Kudrin and Gref had already promised to revise the growth projections upward, but failed to promise that the gross domestic product would expand by much more than 5 percent, annualized, at least for the time being. Likewise, other high-level government officials grumbled–off the record, of course–that the 8-percent-plus yearly growth rate sought by Putin and his gadfly economic adviser, Andrei Illarionov, could not be simply ordered up by presidential diktat.

Putin’s ongoing dyspepsia over the GDP contrasted with the continuing gurgles of satisfaction emanating from the West over the performance of the Russian economy. Fitch Ratings, the international rating agency, upgraded Russia’s long-term ratings from “stable” to “positive,” declaring that it expected Putin’s leadership would ensure that the Russian authorities continued “to introduce and implement structural reforms that are vital to raise living standards and diversify the economy.” Likewise, the United Nations Economic Commission for Europe (UNECE) issued a report calling Russia “an engine of growth” for the Commonwealth of Independent States. The report praised the Putin administration for introducing legislative and regulatory reforms last year that were “[p]robably more sweeping and comprehensive… than in any other year since the start of economic transformation” and were “aimed at fostering entrepreneurship and developing the infrastructure of the market economy in Russia.”

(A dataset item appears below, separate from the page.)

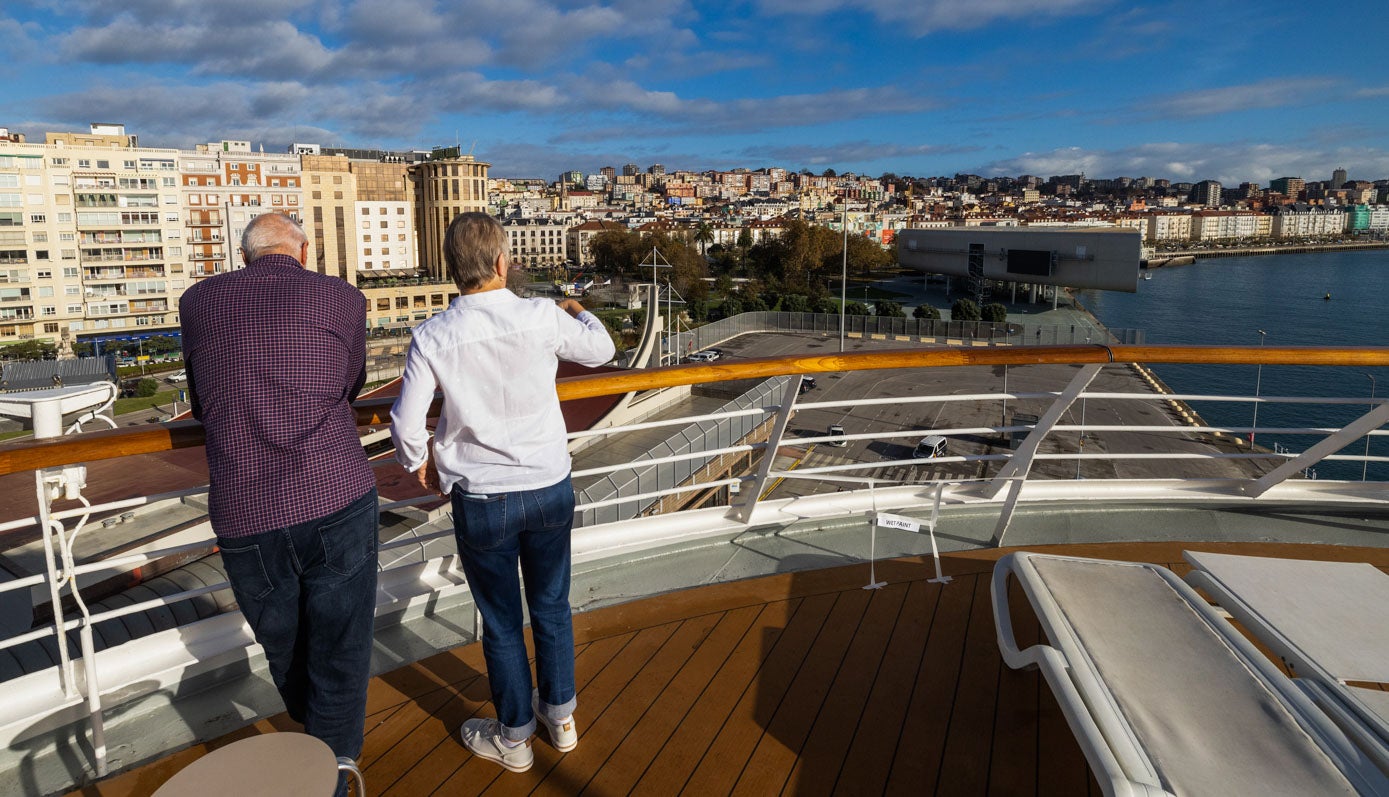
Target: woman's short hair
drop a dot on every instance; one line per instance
(270, 232)
(471, 247)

Still, the UNECE report did warn about the pitfalls of Russia’s dependence on oil, saying that additional and deeper structural reforms were need to transform its economy into a “knowledge-based” rather than commodity-based one. And a new set of numbers on industrial growth underscored the grounds for Putin’s nervousness. The CIS’s statistical committee reported that industry in Russia grew just 2.6 percent in the first quarter of this year over the same period in 2001, slower than in Armenia, Kazakhstan, Azerbaijan, Moldova, Tajikistan and Ukraine, and beating out only Belarus, Georgia and Kyrgyzstan.